1

Chrome is not the only browser used on the web. Stop developing sites as if it were.

10 months ago from , freelance graphic designer

Once upon a time, Google complained to the U.S. Government that Microsoft was destroying the web with IE and forcing everyone to use their browser so they could control what and how people saw things on the internet. Fast forward 20 years and Google is apparently now in that same place. Developers, Chrome is not the only browser on the web and it's not even the best browser on the web. Please start coding and testing for ALL the major browsers and make sure your site works on them.
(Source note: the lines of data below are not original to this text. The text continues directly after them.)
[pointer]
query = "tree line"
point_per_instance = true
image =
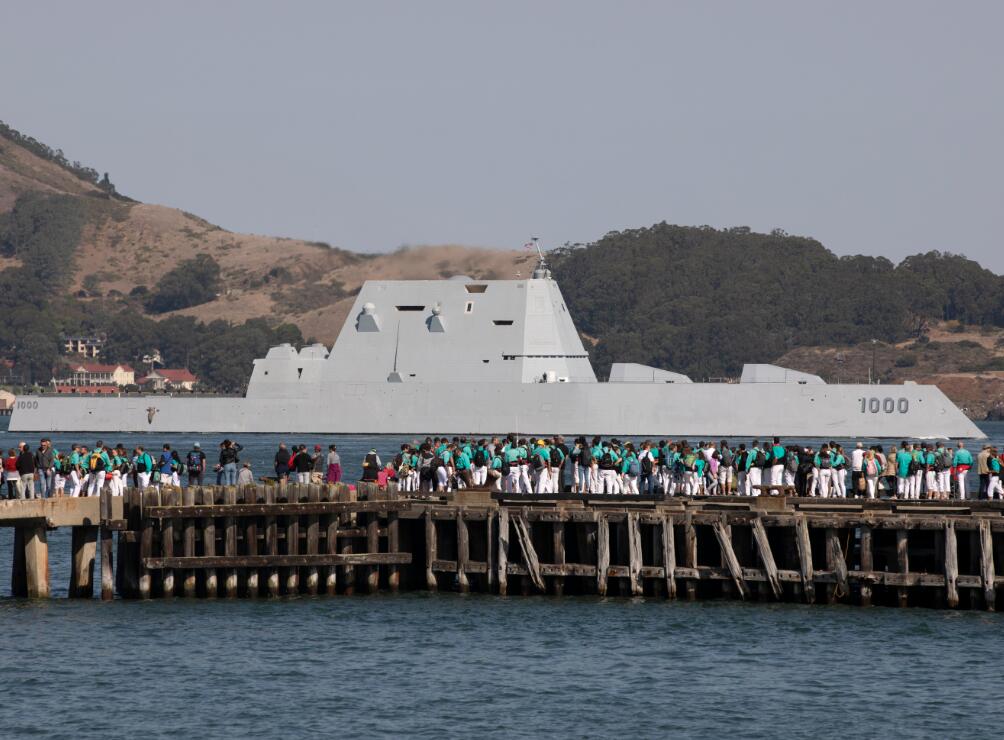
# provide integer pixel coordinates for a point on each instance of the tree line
(704, 301)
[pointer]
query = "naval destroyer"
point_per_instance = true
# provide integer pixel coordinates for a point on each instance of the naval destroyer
(492, 356)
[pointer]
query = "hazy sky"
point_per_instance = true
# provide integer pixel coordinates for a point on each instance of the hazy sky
(873, 127)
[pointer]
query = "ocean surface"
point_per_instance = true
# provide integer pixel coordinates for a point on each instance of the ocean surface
(448, 665)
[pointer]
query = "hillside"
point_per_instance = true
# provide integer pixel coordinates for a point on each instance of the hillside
(77, 256)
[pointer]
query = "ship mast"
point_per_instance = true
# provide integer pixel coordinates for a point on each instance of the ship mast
(541, 271)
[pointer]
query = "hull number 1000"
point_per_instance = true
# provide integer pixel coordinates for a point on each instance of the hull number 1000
(885, 406)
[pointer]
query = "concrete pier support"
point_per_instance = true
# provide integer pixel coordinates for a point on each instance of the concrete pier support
(84, 552)
(30, 572)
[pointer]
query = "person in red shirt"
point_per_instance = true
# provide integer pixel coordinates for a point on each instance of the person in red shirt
(10, 474)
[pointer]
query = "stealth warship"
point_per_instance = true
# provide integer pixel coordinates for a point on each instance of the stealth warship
(493, 356)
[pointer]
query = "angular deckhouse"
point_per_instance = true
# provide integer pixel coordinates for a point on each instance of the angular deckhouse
(492, 356)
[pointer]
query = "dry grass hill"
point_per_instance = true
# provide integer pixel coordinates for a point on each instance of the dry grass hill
(288, 280)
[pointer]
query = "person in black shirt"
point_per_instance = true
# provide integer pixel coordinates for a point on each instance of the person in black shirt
(282, 460)
(196, 462)
(26, 469)
(228, 462)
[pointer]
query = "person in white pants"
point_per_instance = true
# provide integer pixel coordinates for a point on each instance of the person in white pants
(994, 481)
(754, 476)
(96, 482)
(870, 470)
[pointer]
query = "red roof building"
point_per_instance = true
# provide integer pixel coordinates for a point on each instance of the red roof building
(86, 390)
(180, 379)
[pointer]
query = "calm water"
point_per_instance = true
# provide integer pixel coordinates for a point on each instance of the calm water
(452, 666)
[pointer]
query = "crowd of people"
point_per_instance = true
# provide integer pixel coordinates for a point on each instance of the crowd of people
(540, 466)
(678, 468)
(83, 471)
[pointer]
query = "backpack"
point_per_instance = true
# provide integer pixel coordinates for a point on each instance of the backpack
(96, 463)
(727, 457)
(791, 462)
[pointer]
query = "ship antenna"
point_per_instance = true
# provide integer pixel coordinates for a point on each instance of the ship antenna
(397, 345)
(540, 271)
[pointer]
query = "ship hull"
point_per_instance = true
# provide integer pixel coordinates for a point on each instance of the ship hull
(608, 409)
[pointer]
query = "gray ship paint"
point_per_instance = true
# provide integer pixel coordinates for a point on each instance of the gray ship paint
(493, 356)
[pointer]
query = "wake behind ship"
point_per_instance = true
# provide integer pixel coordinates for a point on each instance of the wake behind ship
(493, 356)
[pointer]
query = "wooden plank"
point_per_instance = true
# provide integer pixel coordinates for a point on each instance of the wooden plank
(271, 542)
(602, 553)
(866, 563)
(346, 520)
(313, 540)
(690, 553)
(729, 556)
(557, 545)
(150, 496)
(463, 551)
(372, 545)
(987, 565)
(230, 542)
(804, 557)
(206, 496)
(168, 496)
(249, 561)
(189, 580)
(529, 553)
(292, 575)
(83, 542)
(107, 564)
(951, 565)
(279, 509)
(394, 545)
(766, 556)
(635, 554)
(903, 561)
(331, 579)
(669, 556)
(835, 562)
(250, 494)
(503, 552)
(432, 548)
(473, 566)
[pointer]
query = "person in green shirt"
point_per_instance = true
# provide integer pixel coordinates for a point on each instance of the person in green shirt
(963, 462)
(630, 470)
(98, 466)
(777, 455)
(75, 474)
(904, 458)
(994, 482)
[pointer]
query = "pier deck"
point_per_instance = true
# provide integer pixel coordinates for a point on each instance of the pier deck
(268, 540)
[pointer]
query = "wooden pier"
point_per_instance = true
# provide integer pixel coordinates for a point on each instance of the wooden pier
(260, 541)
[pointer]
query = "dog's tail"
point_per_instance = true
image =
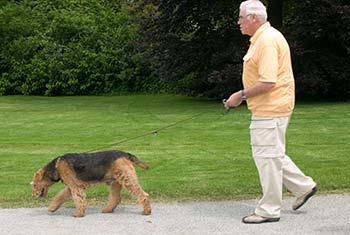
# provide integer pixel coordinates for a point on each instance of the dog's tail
(137, 161)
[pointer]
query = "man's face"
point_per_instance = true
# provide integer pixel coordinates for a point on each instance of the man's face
(245, 23)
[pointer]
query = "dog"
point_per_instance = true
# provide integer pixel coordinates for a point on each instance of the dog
(79, 171)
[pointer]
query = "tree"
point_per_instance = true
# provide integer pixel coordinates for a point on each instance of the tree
(195, 45)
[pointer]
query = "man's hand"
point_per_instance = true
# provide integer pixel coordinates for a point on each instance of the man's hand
(234, 100)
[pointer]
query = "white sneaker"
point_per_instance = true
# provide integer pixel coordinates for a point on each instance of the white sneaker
(301, 200)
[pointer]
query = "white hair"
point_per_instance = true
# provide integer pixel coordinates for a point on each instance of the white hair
(255, 7)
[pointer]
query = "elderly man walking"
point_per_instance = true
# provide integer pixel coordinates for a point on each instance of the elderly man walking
(269, 92)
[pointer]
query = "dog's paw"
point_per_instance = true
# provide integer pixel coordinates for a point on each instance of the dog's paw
(78, 214)
(147, 212)
(53, 208)
(107, 210)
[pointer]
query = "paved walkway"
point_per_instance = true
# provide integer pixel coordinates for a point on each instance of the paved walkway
(324, 215)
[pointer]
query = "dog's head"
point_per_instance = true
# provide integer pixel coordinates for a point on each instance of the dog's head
(40, 184)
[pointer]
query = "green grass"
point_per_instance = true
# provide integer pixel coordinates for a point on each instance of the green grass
(205, 156)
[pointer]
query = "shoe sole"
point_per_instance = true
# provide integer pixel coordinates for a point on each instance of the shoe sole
(269, 220)
(314, 190)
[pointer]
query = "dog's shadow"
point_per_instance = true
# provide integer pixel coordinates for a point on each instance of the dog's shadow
(122, 210)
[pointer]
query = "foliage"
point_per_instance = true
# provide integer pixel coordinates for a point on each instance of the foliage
(68, 47)
(196, 45)
(319, 34)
Case in point. I purchased a pair of shoes from Nike this morning through their Customize experience. It's really cool by the way and worth a peek. I'd recommend looking at the site on an iPad as well because there's a new 3D design feature for some of the shoes and it's pretty neat to play with. I was in Safari on my desktop and after creating the look I was after I selected the shoe size and hit the "Add to Cart" button. Nothing happened. I refreshed and tried again. Still nothing. I tried another shoe with the same results. I looked at the code and nothing seemed amiss but I started to get suspicious.

I got on a chat with their support but while I was doing this I opened up Microsoft Edge and logged into my Nike account and went through the same steps as before. Lo and behold the button worked this time. Being the curious person I am I left the item in my cart and went back to Safari. After refreshing the page the shoe I designed appeared in my cart and was able to complete the transaction as expected. One button stood in the way of a successful purchase and an unsuccessful one. There are ZERO excuses in this day and age for a shopping cart to function properly in every single browser. Major brands and tiny startups rely on shopping carts working each and every day and to block a browser because your devs are too lazy to get it to work is inexcusable. Nike should fire the team responsible for this oversight and bring on people who are willing to make the open web work instead of telling customers "we recommend Google Chrome for an optimal experience". Let's not go back to the days of the small site badges that stated which browsers the site is optimized for.

This isn't an isolated experience either. While I'll spare the details, Netflix does a similar thing and my suspicion is they want access to personal information Google Chrome is willing to expose that Microsoft Edge and Safari are not. When trying to watch shows on my desktop through Netflix Safari and Edge both display errors that blame the problem on an HDMI cable and security. The site works fine in Chrome though. Same cable. Same system. Different browsers. Maybe there's something in the way Chrome handles the data stream that Safari does not but Edge is based on the same code as Chrome which makes it odd that it wouldn't function the same. An open web depends on transparency and not forcing users to give up their privacy. If my information is so valuable, pay me for it, but don't break the way the site works when I don't play along with your plans.